Kindle advice; how to leave Facebook
Bob's Tech Talk
March 1, 2018
Q. My wife and I spend the winter months in our RV. We are both voracious readers, and I am considering a Kindle to help declutter our coach. Which one do you recommend?
A. The simple answer is that any Kindle is better than no Kindle at all. Each of the four current models has advantages and drawbacks, so here are a few items to consider.
The entry level model, which sells for less than $100, is probably best avoided. The screen is an older design, and I much prefer the sharper screens used on newer models.
The second model in the lineup, the Kindle Paperwhite, is my personal favorite. It includes a much better screen compared to the base model and cellular connectivity. For me, Paperwhite delivers the most value for its price.
The Kindle Voyage is a spiffy upgrade from the Paperwhite, with some nice touches such as an adaptive backlight.
The top-of-the-line Kindle Oasis is first class in every way. The screen is larger, it uses real buttons rather than a touchscreen to turn pages, and it is waterproof. Longtime Kindle fans will find a lot to like. The uncompromising design comes at a price however, one that places it close to an entry-level tablet.
The “special offers” described in the Kindle feature set is Amazon-speak for advertisements. For a one-time fee, these ads can be disabled.
Although I revere printed bound books, they have downsides too. Adding a Kindle to your shelf will definitely lighten your load.
Q. We bought our grandson a drone for Christmas. It survived less than an hour before it was completely wrecked. Can you suggest a similar tech-related product that is less dependent on the skill of the owner?
A. Flying drones do not fail gracefully. They smash into the ground or disappear from view with disturbing regularity.
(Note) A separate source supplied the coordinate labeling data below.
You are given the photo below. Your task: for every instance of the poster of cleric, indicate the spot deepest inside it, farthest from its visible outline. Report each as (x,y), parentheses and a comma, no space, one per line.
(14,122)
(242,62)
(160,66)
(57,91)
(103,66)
Piloting a drone is a lot more challenging than driving a remote control car.
Drones are effectively robots that fly. Non-flying robots deliver many of the same experiences, without the smashing.
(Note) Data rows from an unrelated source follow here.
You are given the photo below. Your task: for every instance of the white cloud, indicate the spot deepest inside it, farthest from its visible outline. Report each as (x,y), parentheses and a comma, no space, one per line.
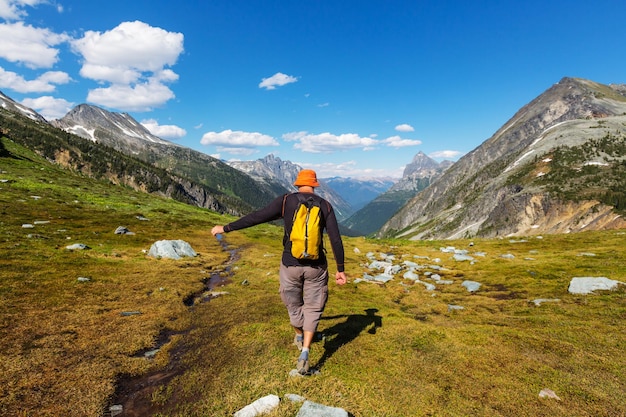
(230,139)
(237,151)
(133,57)
(404,128)
(398,142)
(445,154)
(328,142)
(28,45)
(48,106)
(163,131)
(351,169)
(277,80)
(45,83)
(138,97)
(13,9)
There are robots appropriate for nearly every age group, including simple devices like the Star Wars inspired Sphero BB-8 that can be controlled from a smartphone.
For children who might be interested in a bigger robotic challenge, I suggest something like the Lego Mindstorms EV3 kit.
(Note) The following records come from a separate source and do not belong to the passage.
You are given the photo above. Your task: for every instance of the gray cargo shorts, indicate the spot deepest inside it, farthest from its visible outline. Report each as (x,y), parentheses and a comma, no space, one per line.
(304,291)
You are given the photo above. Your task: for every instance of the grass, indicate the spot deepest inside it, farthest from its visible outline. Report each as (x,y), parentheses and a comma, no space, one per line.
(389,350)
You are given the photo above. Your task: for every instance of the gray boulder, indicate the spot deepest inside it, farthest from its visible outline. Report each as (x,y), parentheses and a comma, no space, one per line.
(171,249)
The EV3 kit has enough parts to build several different robots that follow personalized commands. There is a great deal of depth here, exploring how complex devices interact with the world and how they can be commanded to follow instructions.
And best of all, when things do not go as expected, the result will not be a mangled heap of useless plastic.
Q. When I first joined Facebook, it was fun. Now, it is a distraction I do not need in my life. Can I delete my account?
A. Facebook accounts can be deleted. To delete your account, go to Facebook and search help for “delete account,” or point your browser to “facebook.com/help/delete_account” and click the Delete My Account button. The deletion starts immediately, but there is a 14-day grace period.
Note that the deletion removes your account, but it does not wipe every trace of you off of the system. You may appear in another person’s photo, for example. If you change your mind within 14 days, simply log back on and cancel the deletion process.
There is another option: deactivate account. When an account is deactivated, it is removed from view but the data is retained, providing you an option to change your mind at some future date.
My advice is to take a Facebook vacation. Social networks were fun when they were novel, but the influx of bad actors spoiled much of the landscape. Deactivate Facebook and enjoy life. There are still many ways to keep in touch over the internet. When the vacation is over, you can choose whether Facebook is worthy of your time and attention.
Wander the Web
This site is a social network designed to help you find your next favorite book. It is owned by Amazon and includes a bit of marketing copy, but the core of the site is focused on making new discoveries related to books you already know and enjoy.
Crash Course is a YouTube channel with short videos on a broad range of topics, from history and politics to my personal favorite, computer science. Each video is about 10 minutes, and they cover individual subjects with clarity and precision.
Look backward in time and scroll through this collection of vintage print advertisements from the 20th century. Laugh at the lawn darts and DDT aerosol for babies.